The non-conductive nature of composites is another plus for FRP utility poles. “There has been extensive electrical testing done and, compared to wood, steel or concrete, composites are much safer for the utility crews and the public,” adds Lacoursiere. “FRP poles also don’t rust, unlike like steel poles; they aren’t treated with environmentally unfriendly preservatives; and they are maintenance free.”
Scott Holmes, UCSWG vice chairman, and president & CEO of Utility Composites Solutions (UCSI), relates that about 6 million poles are used annually in the U.S. for replacement and new grid growth. He asks: “Are composite pole manufacturers looking for 10 percent of that market? No. It’s a very small niche and we are happy to work with utilities for special applications such as difficult-to-reach sites and woodpecker and insect-infestation areas. It’s still a big market opportunity,” he says.

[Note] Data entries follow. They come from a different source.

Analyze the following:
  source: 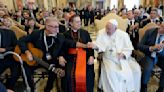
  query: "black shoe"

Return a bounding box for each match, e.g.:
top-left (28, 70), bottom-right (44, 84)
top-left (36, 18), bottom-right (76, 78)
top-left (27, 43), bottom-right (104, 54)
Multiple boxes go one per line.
top-left (156, 87), bottom-right (163, 92)
top-left (140, 83), bottom-right (147, 92)
top-left (140, 87), bottom-right (147, 92)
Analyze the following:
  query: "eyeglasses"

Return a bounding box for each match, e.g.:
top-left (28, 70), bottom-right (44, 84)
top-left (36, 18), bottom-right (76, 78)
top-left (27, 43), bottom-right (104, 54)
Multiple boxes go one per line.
top-left (47, 25), bottom-right (59, 28)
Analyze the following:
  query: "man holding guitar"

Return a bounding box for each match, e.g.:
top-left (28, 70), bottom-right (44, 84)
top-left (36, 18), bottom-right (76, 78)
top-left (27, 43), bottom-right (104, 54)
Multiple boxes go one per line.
top-left (18, 16), bottom-right (88, 92)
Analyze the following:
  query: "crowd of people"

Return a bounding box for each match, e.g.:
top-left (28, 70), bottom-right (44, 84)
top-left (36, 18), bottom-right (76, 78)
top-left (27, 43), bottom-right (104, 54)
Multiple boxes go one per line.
top-left (0, 1), bottom-right (163, 92)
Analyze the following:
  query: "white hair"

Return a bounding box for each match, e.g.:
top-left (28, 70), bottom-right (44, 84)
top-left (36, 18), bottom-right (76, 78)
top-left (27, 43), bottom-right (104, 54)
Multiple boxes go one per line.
top-left (134, 9), bottom-right (141, 14)
top-left (108, 19), bottom-right (118, 28)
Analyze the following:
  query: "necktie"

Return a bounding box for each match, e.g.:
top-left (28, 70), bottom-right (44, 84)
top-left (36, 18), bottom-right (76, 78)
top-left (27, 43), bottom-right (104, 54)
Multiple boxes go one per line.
top-left (130, 20), bottom-right (132, 25)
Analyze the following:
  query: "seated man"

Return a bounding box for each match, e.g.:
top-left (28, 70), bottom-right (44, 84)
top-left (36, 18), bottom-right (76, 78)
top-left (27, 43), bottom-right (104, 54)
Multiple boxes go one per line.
top-left (88, 19), bottom-right (141, 92)
top-left (62, 15), bottom-right (95, 92)
top-left (0, 27), bottom-right (19, 92)
top-left (126, 10), bottom-right (139, 50)
top-left (138, 22), bottom-right (164, 92)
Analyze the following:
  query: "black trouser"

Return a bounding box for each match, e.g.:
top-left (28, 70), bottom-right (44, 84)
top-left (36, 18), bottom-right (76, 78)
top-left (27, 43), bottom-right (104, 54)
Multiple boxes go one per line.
top-left (84, 17), bottom-right (90, 26)
top-left (0, 59), bottom-right (20, 90)
top-left (23, 62), bottom-right (57, 92)
top-left (130, 32), bottom-right (139, 50)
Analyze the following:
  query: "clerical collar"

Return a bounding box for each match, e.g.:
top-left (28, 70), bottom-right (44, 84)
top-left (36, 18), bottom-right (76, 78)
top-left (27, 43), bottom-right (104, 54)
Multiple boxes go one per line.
top-left (45, 31), bottom-right (57, 38)
top-left (48, 34), bottom-right (57, 37)
top-left (72, 29), bottom-right (78, 32)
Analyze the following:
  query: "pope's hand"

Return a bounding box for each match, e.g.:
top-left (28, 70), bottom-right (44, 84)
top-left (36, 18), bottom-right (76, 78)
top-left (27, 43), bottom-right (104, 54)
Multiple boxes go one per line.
top-left (88, 56), bottom-right (94, 65)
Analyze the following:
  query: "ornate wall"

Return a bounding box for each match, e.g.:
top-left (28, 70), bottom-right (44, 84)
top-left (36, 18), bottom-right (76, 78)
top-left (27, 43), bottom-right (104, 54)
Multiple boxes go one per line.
top-left (0, 0), bottom-right (163, 15)
top-left (0, 0), bottom-right (15, 11)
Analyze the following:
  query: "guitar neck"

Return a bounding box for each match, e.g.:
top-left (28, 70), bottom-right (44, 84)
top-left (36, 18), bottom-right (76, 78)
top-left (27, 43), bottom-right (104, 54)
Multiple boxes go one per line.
top-left (33, 56), bottom-right (50, 69)
top-left (33, 56), bottom-right (58, 73)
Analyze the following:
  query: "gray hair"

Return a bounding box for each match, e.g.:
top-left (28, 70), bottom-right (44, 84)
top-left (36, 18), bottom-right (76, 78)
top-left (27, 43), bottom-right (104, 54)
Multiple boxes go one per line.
top-left (134, 9), bottom-right (141, 14)
top-left (45, 17), bottom-right (59, 24)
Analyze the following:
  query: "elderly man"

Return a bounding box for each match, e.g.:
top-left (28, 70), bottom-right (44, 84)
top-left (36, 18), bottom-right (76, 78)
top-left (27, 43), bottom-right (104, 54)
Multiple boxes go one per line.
top-left (88, 19), bottom-right (141, 92)
top-left (138, 22), bottom-right (164, 92)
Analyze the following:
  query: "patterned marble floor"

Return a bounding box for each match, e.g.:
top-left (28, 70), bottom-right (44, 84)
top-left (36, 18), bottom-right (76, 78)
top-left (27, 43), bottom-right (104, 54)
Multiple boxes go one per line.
top-left (13, 25), bottom-right (160, 92)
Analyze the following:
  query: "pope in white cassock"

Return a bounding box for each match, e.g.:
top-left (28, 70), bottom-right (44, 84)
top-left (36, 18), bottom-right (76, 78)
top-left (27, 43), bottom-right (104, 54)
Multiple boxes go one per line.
top-left (88, 19), bottom-right (141, 92)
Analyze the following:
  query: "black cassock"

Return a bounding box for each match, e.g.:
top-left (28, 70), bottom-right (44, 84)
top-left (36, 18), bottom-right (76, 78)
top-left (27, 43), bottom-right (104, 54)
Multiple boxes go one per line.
top-left (63, 29), bottom-right (95, 92)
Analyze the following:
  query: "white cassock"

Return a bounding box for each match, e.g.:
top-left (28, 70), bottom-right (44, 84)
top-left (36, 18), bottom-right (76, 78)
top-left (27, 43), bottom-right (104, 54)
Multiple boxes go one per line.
top-left (94, 29), bottom-right (141, 92)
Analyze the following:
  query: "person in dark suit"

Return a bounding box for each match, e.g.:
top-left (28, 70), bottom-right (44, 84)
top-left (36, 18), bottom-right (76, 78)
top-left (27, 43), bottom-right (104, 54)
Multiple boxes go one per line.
top-left (126, 10), bottom-right (139, 50)
top-left (138, 22), bottom-right (164, 92)
top-left (85, 5), bottom-right (94, 26)
top-left (79, 8), bottom-right (85, 21)
top-left (63, 15), bottom-right (94, 92)
top-left (18, 17), bottom-right (88, 92)
top-left (0, 28), bottom-right (19, 92)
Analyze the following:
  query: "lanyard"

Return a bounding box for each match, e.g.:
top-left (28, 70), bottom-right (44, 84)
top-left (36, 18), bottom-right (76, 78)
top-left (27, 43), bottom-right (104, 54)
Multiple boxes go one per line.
top-left (44, 32), bottom-right (54, 52)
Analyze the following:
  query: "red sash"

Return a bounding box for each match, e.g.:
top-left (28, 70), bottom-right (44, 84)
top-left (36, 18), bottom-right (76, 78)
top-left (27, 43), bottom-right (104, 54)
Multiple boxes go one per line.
top-left (68, 48), bottom-right (86, 92)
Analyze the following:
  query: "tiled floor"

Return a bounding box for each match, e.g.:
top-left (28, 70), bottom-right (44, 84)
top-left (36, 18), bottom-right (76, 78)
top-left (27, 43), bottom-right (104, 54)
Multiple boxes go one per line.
top-left (13, 25), bottom-right (160, 92)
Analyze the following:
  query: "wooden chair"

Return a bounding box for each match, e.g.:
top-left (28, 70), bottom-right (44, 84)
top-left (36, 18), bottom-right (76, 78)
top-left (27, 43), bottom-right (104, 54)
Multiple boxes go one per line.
top-left (139, 23), bottom-right (159, 42)
top-left (95, 13), bottom-right (128, 32)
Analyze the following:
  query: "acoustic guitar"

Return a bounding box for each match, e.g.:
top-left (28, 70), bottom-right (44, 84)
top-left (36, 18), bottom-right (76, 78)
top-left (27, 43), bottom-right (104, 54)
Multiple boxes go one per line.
top-left (13, 43), bottom-right (65, 77)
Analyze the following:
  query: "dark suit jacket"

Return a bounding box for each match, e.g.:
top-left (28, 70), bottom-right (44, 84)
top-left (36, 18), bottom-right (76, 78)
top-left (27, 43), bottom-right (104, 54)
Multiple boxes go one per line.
top-left (138, 28), bottom-right (158, 56)
top-left (18, 29), bottom-right (76, 61)
top-left (0, 28), bottom-right (17, 52)
top-left (126, 19), bottom-right (139, 49)
top-left (0, 28), bottom-right (17, 59)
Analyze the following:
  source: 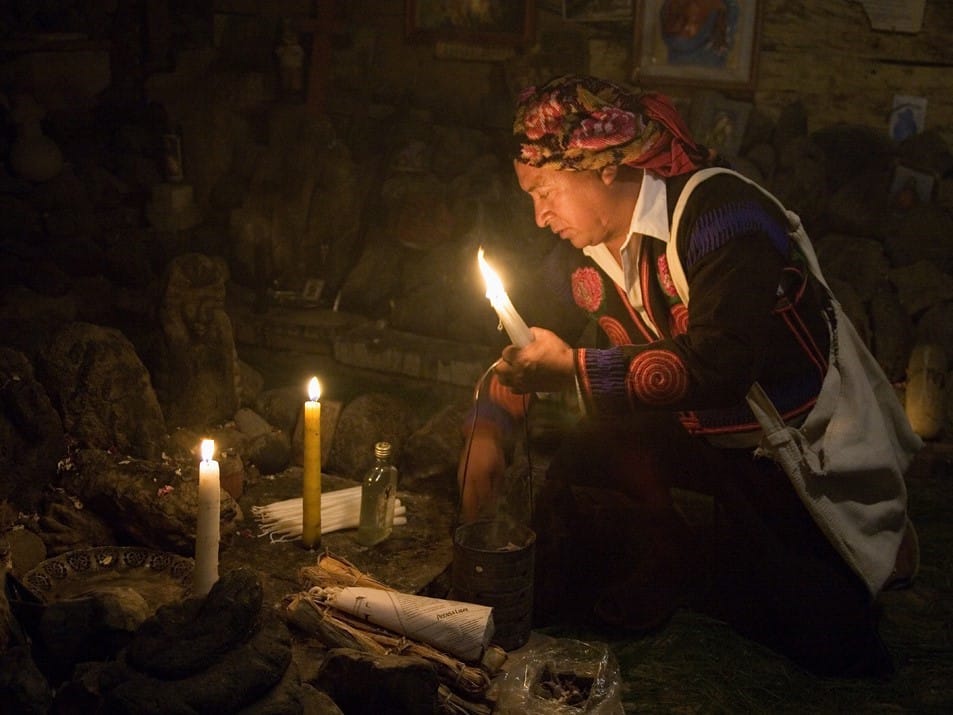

“Adopting new technology is a barrier for utilities,” continues Holmes. “First cost is their primary consideration in most cases. But if they were to look at things purely from a life-cycle basis, they’d be buying a lot more composite poles,” he maintains. “Composite materials that we have to choose from today are more robust and have a better chemical makeup and composition because they’ve had the benefit of 30 to 40 years of improvements.”
USCI recently ramped up production of its Intelli-pole for distribution applications. The poles, modular in design and tapered, are produced in sections by filament winding, using E-CR glass and a green vinyl ester resin formulation. “With a modular system, people are not handling 40- or 45-feet long pieces; they’re handling 10- or 12-feet long pieces,” says Holmes. “From the utilities’ standpoint, the ease of handling is a big plus.”
He notes that four sections are stacked to produce a 45-feet pole. The base section weighs about 250 pounds and the upper section weighs about 125 pounds, enabling a crew to carry them into an installation site by hand, notes Holmes. The modularity enables customers to keep various components in inventory and build up poles as needed. If a pole is damaged in an impact, the damaged section can be replaced while the upper sections of the pole remain intact.